Витауте Жилинскайте - Вариации на тему
— Бедненький ты мой, — нежно щебетала Идона. — У меня сердце от такой несправедливости разрывается… Это больше чем жестоко… — Она жалобно всхлипнула.
Тантал, как загипнотизированный, смотрел на женщину: не с Олимпа ли прислали ее для облегчения его страданий? Могучая шея осужденного на вечные муки, как стебель подсолнуха, поворачивала голову в ее сторону, мускулистые руки тянулись уже не к винограду…
— Скажи, скажи мне, чем я могу помочь… Твои тщетные усилия… твое мужественное упорство… Титаны могли бы тебе позавидовать… Подожди, сейчас скину сандалии и войду в воду… скоро мы будем вместе…
Сизиф глубоко-глубоко вздохнул, словно сбросил с плеч гору. «Тантал, братец, — сочувственно улыбнулся он, — если бы ты знал, если бы ты мог предчувствовать, что тебя ждет, — не к берегу бы стремился, а нырнул поглубже на дно…»
Возвращаясь обратно, прыгая через кусты, он беззаботно насвистывал и даже затянул веселую песенку — впервые после того, как очутился в царстве Аида. Таким мы и оставим его: поющим, прыгающим, опьяненным свободой в неволе и возносящим благодарность богам. Ведь он сам, как и несчастный Тантал, не знает, что его ждет, не предполагает даже, что вскоре подкрадутся к нему ревность, страсть, досада, тоска, пустота… Не знает, что последними словами будет он клясть богов за то, что отняли у него Идону, на коленях будет молить вернуть ее — пусть злобную, оскорбляющую и презирающую его — только вернуть, чтобы она была рядом!..

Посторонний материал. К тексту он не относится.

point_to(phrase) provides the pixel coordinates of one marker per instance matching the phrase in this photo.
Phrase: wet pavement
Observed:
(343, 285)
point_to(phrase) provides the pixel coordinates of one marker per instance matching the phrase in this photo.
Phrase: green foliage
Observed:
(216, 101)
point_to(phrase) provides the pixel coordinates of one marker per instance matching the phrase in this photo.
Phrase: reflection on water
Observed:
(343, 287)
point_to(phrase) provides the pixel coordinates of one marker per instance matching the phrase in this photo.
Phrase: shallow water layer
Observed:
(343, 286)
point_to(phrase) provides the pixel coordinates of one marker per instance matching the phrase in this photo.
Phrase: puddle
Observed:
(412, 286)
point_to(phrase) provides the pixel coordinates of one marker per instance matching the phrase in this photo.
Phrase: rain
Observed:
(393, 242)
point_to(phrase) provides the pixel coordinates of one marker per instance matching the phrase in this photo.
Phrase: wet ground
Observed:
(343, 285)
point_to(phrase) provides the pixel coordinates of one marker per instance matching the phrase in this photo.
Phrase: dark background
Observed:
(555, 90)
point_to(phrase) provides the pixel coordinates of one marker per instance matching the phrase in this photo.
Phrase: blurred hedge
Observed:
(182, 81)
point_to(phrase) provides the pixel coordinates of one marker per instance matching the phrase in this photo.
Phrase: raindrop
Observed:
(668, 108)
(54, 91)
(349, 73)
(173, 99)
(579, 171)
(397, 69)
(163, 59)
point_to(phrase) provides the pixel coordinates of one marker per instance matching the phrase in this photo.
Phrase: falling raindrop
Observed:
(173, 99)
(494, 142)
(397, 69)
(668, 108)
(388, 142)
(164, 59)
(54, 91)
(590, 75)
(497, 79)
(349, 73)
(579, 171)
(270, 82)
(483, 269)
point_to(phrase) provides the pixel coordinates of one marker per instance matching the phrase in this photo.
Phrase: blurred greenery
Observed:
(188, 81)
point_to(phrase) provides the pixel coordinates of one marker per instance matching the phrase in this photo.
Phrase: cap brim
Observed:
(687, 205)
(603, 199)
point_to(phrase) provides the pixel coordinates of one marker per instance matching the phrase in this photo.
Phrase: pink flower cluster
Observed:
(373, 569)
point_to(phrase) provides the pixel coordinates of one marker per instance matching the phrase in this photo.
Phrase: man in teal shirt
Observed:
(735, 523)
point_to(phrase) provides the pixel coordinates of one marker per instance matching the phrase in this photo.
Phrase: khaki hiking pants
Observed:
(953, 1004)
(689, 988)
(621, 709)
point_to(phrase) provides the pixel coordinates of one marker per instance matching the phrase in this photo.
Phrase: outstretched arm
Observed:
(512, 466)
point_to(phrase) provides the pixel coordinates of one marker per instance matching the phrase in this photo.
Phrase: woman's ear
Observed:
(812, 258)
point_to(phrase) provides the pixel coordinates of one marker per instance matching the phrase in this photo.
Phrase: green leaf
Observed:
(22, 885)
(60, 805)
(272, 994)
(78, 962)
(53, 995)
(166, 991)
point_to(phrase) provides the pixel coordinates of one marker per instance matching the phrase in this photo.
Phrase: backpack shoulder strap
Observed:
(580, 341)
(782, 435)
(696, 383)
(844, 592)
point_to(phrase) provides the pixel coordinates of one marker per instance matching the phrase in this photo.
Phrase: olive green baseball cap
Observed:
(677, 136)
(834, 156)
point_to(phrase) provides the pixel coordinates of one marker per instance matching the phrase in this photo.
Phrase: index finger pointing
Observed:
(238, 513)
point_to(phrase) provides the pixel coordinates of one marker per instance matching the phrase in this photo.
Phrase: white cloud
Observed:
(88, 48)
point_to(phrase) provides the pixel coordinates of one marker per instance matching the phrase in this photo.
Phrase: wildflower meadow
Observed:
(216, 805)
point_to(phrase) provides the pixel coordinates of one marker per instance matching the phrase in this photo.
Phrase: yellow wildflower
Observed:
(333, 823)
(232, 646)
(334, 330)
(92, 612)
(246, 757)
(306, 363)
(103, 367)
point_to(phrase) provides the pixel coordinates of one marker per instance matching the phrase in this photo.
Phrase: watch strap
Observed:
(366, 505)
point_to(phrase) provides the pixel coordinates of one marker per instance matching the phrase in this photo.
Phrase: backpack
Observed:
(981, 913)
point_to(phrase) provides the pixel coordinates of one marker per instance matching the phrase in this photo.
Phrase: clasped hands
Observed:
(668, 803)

Поэтому оставим его вприпрыжку, по-детски спешащим к своему камню. Так будет лучше и для него, и для нас, и для богов, которые очень не любят, когда кому-то становятся известны их намерения.
СИЗИФ И СТРАЖИКогда Сизиф принялся за свой каторжный труд, к нему был приставлен страж, которому вменялось в обязанность пристально следить, чтобы камень втаскивался в гору столько раз, сколько положено, чтобы осужденный не бездельничал, не слонялся праздно и не придумывал хитростей с целью обмана небожителей — к примеру, не сталкивал, будто невзначай, свой валун в какую-то пропасть и не заменял его более легким. Неизвестно было Сизифу, когда и с какой стороны может появиться его неусыпный страж; случалось, что тот наблюдал за ним, притаившись за гребнем скалы или за кустом терновника. Сколько раз бывало: оглядится несчастный вокруг, ничего подозрительного не заметит, возьмет да и присядет отдохнуть, а страж тут как тут! Хватает рог и трубит, оповещая Олимп о новом проступке подопечного. Следовала кара: на другой день Сизифу полагалось волочить в гору свой камень вдвое больше раз, чем обычно.
Однако со временем стал Сизиф замечать, что ему все чаще удается избежать наказания: скатится камень, а Сизиф за ним не спешит, присядет на косогоре, полюбуется снежными вершинами или спустится в долину и приляжет подле камня, отдохнет, а то и вздремнет сладко — и ничего!.. Поздоровел Сизиф, щеки налились, глаза ясные, спокойные, как-то даже размечтался: а неплохо бы этакую крутобедрую пастушку встретить; оборудовал для отдыха уютную пещерку — и снова никаких последствий!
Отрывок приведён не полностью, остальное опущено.